Autoimmune paraneoplastic syndromes or asymptomatic immunologic abnormalities may be encountered in patients with MDS. Our patient depicted an elevation of anti-dsDNA antibodies without fulfilling the criteria for systemic lupus erythematosus. The anti-dsDNA antibodies detected by ELISA may be present in up to 30% of other disease groups, such as rheumatoid arthritis, or in normal subjects.
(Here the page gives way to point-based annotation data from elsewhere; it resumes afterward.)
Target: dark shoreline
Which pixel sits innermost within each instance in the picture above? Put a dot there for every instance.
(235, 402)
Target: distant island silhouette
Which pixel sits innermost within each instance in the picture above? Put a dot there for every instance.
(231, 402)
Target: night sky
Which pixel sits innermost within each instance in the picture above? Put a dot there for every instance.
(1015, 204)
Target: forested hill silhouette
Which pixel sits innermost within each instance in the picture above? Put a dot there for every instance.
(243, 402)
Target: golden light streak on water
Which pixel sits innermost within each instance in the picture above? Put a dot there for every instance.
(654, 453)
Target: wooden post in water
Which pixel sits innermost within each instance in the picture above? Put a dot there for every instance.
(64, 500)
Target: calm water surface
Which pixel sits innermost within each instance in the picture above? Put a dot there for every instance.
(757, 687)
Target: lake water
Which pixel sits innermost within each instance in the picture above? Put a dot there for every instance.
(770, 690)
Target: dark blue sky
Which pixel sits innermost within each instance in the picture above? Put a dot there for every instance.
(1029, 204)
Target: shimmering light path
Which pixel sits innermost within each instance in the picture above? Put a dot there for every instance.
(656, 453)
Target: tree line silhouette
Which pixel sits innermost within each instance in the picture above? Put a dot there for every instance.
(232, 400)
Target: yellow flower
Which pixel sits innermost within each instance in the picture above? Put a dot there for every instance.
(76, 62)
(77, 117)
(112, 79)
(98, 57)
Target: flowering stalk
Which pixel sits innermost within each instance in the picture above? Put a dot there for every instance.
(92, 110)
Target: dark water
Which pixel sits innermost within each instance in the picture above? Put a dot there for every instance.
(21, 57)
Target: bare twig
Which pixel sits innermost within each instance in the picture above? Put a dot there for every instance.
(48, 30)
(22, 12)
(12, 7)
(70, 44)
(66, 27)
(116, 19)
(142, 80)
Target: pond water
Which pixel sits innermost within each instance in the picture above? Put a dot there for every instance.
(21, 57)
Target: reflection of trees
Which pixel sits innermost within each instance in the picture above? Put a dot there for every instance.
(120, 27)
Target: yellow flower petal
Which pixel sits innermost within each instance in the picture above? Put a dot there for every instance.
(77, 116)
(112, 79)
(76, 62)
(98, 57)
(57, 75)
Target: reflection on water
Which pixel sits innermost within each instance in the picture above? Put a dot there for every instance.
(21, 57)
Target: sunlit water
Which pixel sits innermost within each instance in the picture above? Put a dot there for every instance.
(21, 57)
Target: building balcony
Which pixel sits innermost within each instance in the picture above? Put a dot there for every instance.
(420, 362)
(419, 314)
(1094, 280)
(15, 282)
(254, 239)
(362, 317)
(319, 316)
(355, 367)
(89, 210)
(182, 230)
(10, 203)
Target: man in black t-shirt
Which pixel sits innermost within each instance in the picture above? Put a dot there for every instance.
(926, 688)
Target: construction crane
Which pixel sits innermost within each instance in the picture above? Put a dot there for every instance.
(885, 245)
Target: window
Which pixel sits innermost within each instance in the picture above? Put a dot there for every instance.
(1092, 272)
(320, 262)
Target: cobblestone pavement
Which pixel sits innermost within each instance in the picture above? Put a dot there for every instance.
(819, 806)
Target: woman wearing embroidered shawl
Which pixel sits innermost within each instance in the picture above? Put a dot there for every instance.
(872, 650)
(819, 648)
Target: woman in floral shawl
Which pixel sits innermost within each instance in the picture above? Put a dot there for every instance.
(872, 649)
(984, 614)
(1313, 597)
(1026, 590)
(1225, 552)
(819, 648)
Accordingly, the elevated anti-dsDNA and the borderline ANA antibodies in our patient may represent either autoimmune manifestations related to RP or immunologic abnormalities associated to MDS. Systemic corticosteroids and non-steroidal anti-inflammatory drugs are the mainstay of RP therapy. [1] We decided to avoid systemic corticosteroid therapy due to the lack of multi-organ involvement and due to the additional risk of immunosuppression. Resolution of the symptoms was achieved through oral nonsteroidal anti-inflammatory treatment for chondritis and arthralgias, and with potent topical steroid for SS lesions. Herein, we report the association of two paraneoplastic syndromes with cutaneous expression in a patient with myelodysplasia. Our case also demonstrates the importance of recognizing RP in the differential diagnosis of an infectious perichondritis.
Further knowledge of the pathogenesis of RP, SS and MDS will provide important insights regarding the coexistence of these diseases.